Tuesday, 4 December 2018

Speech Recognition

In computer science and electrical engineering, speech recognition (SR) is the translation of spoken words into text. It is also known as automatic speech recognition (ASR), computer speech recognition, or just speech to text (STT).

Some SR systems use speaker-independent speech recognition while others use training where an individual speaker reads sections of text into the SR system. These systems analyze the person-specific voice and use it to fine-tune the recognition of that person speech, resulting in more accurate transcription. Systems that do not use training are called speaker-independent systems. Systems that use training are called speaker-dependent systems.


Applications

Speech recognition applications include voice user interfaces such as voice dialling (e.g. Call home), call routing (e.g. I would like to make a collect call), domotic appliance control, search (e.g. find a podcast where particular words were spoken), simple data entry (e.g., entering a credit card number), preparation of structured documents (e.g. a radiology report), speech-to-text processing (e.g., word processors or emails), and aircraft (usually termed Direct Voice Input).
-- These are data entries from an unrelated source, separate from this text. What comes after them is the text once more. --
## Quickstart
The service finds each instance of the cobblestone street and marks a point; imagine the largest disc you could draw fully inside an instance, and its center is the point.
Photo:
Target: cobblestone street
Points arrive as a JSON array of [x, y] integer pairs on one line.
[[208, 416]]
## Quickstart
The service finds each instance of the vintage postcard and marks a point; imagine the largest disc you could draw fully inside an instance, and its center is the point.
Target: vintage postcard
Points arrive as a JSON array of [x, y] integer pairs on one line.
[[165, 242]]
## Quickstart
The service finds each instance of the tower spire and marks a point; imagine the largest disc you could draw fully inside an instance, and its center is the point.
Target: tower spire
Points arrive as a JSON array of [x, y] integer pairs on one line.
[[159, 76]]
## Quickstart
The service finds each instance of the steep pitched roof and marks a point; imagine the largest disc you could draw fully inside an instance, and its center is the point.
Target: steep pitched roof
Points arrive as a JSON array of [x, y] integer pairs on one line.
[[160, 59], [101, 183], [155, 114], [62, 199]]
The term voice recognition or speaker identification refers to finding the identity of who is speaking, rather than what they are saying. Recognizing the speaker can simplify the task of translating speech in systems that have been trained on a specific person voice or it can be used to authenticate or verify the identity of a speaker as part of a security process. In-car system, typically a manual control input, for example by means of a finger control on the steering-wheel, enables the speech recognition system and this is signaled to the driver by an audio prompt. Following the audio prompt, the system has a listening window during which it may accept a speech input for recognition.

Simple voice commands may be used to initiate phone calls, select radio stations or play music from a compatible smartphone, MP3 player or music-loaded flash drive. Voice recognition capabilities vary between car make and model. Some of the most recent car models offer natural-language speech recognition in place of a fixed set of commands. allowing the driver to use full sentences and common phrases. With such systems, there is, therefore, no need for the user to memorize a set of fixed command words.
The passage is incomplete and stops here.